Dynamics of HIV virions diffusing across CVM supplemented with NIH45-46. (A and B) The kinetics of accumulation of NIH45-46 IgG on example HIV virions, and their spatial location over time (C and D). Virion paths start at either 50 μm (A and C) or 0 μm (B and D) from the semen/CVM interface. Paths were chosen so that the passage time was within one standard deviation of the expected mean passage time (α = 1).
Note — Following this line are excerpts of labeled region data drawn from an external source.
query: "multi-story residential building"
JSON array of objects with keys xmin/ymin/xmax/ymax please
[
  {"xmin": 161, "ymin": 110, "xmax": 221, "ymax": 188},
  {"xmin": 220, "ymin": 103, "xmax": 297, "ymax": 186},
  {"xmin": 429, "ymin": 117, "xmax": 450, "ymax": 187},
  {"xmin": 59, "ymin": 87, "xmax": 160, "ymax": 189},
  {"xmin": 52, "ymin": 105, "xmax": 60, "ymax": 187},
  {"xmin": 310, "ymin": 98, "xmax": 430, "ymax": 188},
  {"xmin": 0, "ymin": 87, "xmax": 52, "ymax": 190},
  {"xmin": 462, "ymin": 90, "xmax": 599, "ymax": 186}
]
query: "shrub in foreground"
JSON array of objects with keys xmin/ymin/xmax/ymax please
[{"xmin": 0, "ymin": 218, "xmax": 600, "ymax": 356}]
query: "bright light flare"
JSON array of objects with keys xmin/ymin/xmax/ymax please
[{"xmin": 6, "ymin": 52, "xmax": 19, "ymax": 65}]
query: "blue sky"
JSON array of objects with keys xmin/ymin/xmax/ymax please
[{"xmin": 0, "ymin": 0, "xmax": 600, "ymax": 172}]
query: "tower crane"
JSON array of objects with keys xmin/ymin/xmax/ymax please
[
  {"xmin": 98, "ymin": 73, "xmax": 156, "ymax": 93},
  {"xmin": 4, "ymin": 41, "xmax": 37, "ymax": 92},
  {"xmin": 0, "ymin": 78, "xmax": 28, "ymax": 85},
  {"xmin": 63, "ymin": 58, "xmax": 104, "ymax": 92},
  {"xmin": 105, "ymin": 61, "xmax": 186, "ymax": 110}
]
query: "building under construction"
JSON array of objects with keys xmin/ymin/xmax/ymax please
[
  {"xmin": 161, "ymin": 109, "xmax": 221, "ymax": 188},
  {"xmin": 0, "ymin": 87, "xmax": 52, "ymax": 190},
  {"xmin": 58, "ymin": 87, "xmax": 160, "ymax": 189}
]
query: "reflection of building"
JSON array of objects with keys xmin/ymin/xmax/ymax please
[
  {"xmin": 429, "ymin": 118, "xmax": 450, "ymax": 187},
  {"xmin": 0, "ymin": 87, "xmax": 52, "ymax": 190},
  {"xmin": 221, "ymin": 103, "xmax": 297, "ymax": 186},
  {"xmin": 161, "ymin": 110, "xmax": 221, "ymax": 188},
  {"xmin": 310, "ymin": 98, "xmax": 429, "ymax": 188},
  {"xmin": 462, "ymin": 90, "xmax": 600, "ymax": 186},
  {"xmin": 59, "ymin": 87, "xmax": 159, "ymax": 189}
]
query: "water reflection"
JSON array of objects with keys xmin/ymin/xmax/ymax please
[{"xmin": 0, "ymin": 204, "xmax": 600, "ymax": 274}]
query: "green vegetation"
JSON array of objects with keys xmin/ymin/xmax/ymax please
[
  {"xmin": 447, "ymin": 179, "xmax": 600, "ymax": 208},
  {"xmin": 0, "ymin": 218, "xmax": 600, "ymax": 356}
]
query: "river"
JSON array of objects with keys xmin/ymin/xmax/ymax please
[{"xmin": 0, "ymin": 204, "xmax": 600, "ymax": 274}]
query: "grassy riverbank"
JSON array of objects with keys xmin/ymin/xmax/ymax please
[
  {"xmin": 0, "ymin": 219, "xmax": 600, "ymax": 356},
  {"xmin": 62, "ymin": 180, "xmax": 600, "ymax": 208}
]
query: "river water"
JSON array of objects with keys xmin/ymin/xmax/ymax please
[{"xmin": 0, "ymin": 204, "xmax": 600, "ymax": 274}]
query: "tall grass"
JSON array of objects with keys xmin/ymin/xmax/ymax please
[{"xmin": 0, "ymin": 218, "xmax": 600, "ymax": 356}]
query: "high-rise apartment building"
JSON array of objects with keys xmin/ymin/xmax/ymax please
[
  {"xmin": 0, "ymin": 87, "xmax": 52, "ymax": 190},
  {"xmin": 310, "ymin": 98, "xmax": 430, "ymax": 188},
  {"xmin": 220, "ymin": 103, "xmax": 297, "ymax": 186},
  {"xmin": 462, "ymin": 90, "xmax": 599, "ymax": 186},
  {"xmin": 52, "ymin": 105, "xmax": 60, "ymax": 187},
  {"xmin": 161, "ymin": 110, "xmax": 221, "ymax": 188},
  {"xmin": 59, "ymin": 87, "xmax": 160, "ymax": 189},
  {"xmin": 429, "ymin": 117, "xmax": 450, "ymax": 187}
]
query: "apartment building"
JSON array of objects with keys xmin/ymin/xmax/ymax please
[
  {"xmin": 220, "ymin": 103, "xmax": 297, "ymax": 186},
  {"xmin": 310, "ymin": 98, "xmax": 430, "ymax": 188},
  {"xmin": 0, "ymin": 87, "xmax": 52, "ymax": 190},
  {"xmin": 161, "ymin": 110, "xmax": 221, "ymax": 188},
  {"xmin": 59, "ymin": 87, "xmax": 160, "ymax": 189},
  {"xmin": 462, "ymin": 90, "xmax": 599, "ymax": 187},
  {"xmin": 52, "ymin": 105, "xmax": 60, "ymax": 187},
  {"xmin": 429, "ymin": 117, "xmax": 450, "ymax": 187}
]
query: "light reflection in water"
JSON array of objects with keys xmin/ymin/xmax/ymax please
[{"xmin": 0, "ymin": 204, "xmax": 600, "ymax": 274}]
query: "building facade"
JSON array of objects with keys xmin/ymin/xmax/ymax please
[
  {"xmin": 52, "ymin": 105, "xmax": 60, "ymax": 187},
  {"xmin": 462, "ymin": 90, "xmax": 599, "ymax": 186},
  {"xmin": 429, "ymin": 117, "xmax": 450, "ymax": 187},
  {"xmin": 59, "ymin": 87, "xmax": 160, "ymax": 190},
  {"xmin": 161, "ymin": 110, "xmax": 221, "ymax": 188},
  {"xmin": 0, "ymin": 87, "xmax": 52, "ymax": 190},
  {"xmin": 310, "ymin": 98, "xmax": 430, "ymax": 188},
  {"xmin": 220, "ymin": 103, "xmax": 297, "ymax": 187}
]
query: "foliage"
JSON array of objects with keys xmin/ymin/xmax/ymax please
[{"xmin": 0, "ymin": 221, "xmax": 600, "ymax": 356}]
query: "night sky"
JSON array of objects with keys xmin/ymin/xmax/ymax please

The α = 0.9 path is derived from the same realization as for α = 1, with the modification that a virion in the CVM has a probability αⁿ of free diffusion.

Figure 3

HIV concentration profiles across genital secretions coating the vaginal epithelium for (A) α = 1, (B) α = 0.95, (C) α = 0.9, and (D) α = 0.8, at an initial NIH45-46 concentration of 5 μg/mL. The virus concentration curves are shown at 0, 40, 80, and 120 min. (E and F) Percentage of virus in CVM within 1 and 5 μm, respectively, of the semen/CVM interface over time.

Figure 4

(A–D) Percentage of viral load in semen, CVM, and cells over time for (A) α = 1, (B) α = 0.95, (C) α = 0.9, and (D) α = 0.8 and an initial Ab concentration of [NIH45-46] = 5 μg/mL. (E) Percent of viral load arriving at epithelium in 2 h for various values of α, initial Ab concentration [NIH45-46]. (F) HIV infectivity (defined as the fraction of Ab-free Env spikes on virions arriving at the epithelium compared with [NIH45-46] = 0 μg/mL, α = 1) for various α, initial Ab concentration [NIH45-46]. (G) Predicted IC₅₀, IC₈₀ (see Table 1), [NIH45-46] = 5 μg/mL.